Llegados a este punto, mi novia y su paciencia infinita se encargaron de aplicar una solución que a mi cuadriculada materia gris no se le había ocurrido y que pasaba por hacer uso del vagón restaurante. Dicho vagón, además de (¡oh, sorpresa!) servir desayunos, se encontraba muuuy lejos, pues el convoy era largo como una mañana sin desayunar y mi novia y yo habíamos ocupado dos asientos con mesita justo al final, en el extremo opuesto al del restaurante. Dispuestos a no perder el privilegiado sitio y a mantener vigilados en todo momento abrigos y mochilas porque somos unos desconfiados asquerosos, acordamos que ella se encargaría de traer algo de comer y yo montaría guardia.

Tras varios viajes entre vagón restaurante y asientos, mi novia logró que en la mesita que había ante nosotros se desplegase un cebatil digno de aplauso: dos botellas de agua (de cristal porque quien se encarga de la vitualla en la ÖBB no le tiene miedo a NADA), un par de cafés, lonchas de queso y de jamón york a tutiplén, una cantidad nada desdeñable de rebanadas de pan, mantequilla, queso de untar y una tortilla francesa con queso por encima a la que atacar con cubiertos de plástico porque las temeridades se limitan a las botellas de agua. La simple contemplación de estas viandas sumió a mi cerebro en un estado de felicidad absoluta; sensación que se prolongó mientras jalábamos y el tren se abría paso entre peñas y riscos austriacos.

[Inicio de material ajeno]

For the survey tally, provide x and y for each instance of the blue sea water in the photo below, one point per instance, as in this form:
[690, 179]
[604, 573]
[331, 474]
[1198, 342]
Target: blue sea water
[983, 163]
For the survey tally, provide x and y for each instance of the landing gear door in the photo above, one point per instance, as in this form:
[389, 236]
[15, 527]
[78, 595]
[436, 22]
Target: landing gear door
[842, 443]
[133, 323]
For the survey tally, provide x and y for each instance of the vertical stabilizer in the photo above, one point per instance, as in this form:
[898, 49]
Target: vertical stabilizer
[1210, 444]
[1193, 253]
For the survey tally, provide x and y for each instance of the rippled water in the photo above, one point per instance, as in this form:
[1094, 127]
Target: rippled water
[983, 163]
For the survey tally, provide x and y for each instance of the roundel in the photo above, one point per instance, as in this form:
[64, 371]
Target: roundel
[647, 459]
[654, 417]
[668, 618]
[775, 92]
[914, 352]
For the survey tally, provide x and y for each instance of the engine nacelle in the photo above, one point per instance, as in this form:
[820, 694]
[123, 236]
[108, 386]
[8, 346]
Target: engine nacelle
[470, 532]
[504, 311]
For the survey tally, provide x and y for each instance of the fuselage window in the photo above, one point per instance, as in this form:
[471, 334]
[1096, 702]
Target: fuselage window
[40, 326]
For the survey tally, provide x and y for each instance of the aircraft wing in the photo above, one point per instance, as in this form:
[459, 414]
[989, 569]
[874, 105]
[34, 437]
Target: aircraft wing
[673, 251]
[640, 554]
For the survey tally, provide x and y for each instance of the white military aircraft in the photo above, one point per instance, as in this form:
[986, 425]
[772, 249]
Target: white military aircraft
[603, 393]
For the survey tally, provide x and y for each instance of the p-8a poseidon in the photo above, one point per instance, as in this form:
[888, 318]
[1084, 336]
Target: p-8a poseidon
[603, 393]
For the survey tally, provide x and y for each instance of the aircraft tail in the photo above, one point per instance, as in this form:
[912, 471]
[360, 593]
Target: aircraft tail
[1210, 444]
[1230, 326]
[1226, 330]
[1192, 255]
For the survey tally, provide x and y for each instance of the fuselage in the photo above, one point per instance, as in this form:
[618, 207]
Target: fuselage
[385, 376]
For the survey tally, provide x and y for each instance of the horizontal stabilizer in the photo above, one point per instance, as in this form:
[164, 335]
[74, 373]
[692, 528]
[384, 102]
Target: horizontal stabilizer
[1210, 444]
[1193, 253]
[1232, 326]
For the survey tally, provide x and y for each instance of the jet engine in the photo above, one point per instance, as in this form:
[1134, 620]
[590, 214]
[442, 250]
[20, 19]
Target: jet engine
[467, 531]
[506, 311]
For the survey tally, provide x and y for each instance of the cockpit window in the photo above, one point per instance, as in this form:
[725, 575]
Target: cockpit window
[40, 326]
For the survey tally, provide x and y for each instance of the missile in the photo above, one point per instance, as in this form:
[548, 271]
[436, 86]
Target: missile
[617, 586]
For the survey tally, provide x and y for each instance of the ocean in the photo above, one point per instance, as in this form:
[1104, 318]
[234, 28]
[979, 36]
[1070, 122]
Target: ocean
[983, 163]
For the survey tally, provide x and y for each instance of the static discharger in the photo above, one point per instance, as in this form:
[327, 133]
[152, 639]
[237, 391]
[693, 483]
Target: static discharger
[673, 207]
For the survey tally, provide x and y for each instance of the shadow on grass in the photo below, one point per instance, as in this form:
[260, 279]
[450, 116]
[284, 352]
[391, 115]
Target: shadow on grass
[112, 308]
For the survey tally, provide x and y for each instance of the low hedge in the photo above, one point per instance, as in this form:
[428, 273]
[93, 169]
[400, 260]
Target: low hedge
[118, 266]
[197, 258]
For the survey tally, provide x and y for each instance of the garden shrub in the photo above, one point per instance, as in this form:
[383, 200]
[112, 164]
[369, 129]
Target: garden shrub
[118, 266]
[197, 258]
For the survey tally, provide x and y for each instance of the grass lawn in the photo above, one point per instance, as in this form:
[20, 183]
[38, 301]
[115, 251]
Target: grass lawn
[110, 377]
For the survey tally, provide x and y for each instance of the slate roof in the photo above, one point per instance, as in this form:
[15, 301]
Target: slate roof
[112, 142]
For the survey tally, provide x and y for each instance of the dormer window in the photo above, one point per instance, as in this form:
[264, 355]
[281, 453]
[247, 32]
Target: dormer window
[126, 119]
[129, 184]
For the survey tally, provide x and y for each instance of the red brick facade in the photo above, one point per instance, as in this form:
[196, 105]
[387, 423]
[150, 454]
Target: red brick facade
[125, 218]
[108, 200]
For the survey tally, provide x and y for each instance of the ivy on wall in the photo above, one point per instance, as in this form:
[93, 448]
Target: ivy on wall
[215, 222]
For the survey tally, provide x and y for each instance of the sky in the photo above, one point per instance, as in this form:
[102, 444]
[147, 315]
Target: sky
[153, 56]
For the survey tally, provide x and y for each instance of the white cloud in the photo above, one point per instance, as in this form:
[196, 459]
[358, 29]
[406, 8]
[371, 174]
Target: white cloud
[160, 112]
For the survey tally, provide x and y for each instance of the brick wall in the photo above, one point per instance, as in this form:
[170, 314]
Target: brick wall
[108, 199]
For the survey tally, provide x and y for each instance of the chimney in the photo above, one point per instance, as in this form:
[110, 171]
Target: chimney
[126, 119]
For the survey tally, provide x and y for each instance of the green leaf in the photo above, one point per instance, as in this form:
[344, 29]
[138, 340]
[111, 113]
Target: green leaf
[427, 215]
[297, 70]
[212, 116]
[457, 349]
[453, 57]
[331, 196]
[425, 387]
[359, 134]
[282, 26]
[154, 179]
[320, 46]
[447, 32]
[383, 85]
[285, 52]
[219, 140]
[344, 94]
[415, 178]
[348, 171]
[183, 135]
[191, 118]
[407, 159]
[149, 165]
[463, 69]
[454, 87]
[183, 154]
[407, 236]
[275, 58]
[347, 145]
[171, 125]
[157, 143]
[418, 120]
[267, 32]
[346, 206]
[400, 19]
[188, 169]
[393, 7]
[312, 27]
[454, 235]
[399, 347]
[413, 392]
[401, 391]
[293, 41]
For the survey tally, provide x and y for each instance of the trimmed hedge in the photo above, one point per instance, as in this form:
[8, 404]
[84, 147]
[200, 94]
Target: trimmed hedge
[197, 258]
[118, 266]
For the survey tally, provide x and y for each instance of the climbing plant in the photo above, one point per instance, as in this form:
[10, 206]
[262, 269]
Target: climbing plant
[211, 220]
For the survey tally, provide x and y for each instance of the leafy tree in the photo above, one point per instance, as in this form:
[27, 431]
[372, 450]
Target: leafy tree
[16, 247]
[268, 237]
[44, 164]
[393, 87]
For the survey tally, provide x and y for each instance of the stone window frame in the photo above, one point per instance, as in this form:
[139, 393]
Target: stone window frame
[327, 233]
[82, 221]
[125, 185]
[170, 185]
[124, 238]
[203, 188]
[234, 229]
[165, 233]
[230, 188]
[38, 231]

Estando a medio desayunar, y con la mente puesta ya en el diseño de mi disfraz de ajolote que poco después mi novia plasmaría en una de las servilletas sobrantes, el ferrocarril hizo breve parada en no recuerdo dónde, y pocos minutos después, una vez reanudada la marcha, vi como un hombre y una mujer de avanzada edad se acercaban por el pasillo. Él hizo una breve parada al hallarse a la altura de nuestros asientos, y en un par de segundos me dio tiempo a pensar cosas muy feas que paso a desarrollar porque total, mira la hora que es ya y yo sigo sin hacer la puñetera cena.

Sin rodeos. Mi relación con la gente de este país se ha estancado bastante. No sé si es que yo tengo mala suerte o qué, pero las pocas veces que me toca interactuar con austriacos suelo tener que enfrentarme a gente hosca y sin paciencia para cambiar al inglés o al menos hablar un pelín más despacio en alemán con este sucio inmigrante. Y como la falta de práctica provoca que los escasos conceptos que aprendo estudiando por mi cuenta abandonen mi cerebro como si fuesen ratas huyendo de un barco que se hunde, pues ni sé alemán ni tengo forma de aprenderlo. Si a esto añadimos que no es la primera vez que estando a mi bola, sentado en un asiento al azar, alguien viene a decirme que ahueque porque lo ha reservado para sí, tiene cierto sentido que la presencia de aquel hombre me pusiera un poquito a la defensiva, que pensase que nos iba a decir que los sitios ocupados por nosotros eran en realidad los suyos y que nos fuese a tocar recoger a toda prisa un desayuno que tendríamos que terminar sabe Dios dónde.

Lo que no tiene mucho sentido es que echase un vistazo rápido al cuchillo de plástico con el que me había untado de mantequilla una rebanada de pan sobre la que reposaba felizmente un trozo de tortilla francesa y que empezase a preguntarme qué merecería más la pena: si ver Avatar 2 en una sala IMAX de Viena o comprobar a cuánta distancia de la siguiente parada se encontraba la comisaría de policía más cercana. No obstante, el yayo me sacó de mi enfermizo ensimismamiento y me hizo caer en el estupor con una sola palabra acompañada de una amable sonrisa: Mahlzeit. Habida cuenta de la ristra de pensamientos negativos que os acabo de soltar, no es de extrañar que me quedase clavado en mi no reservado asiento, sujetando la rebanada de pan a medio comer, mientras mantequilla derretida comenzaba a derramarse por mi brazo (porque hay que ser gilipollas para untar mantequilla en pan y luego poner algo caliente encima, la verdad). Al final, pude reaccionar al tiempo que el matrimonio continuaba su camino por el pasillo, agradeciendo su comentario (porque seré un psicópata, pero soy un psicópata educado) y pensando que de aquí puedo sacar una lección de vida y otra de alemán, sabiendo que voy a olvidar ambas más pronto que tarde.

La de vida es que no todos los austriacos me odian. La de alemán es que Mahlzeit equivale a decir "que aproveche".

Y hablando de aprovechar, me voy a preparar la cena.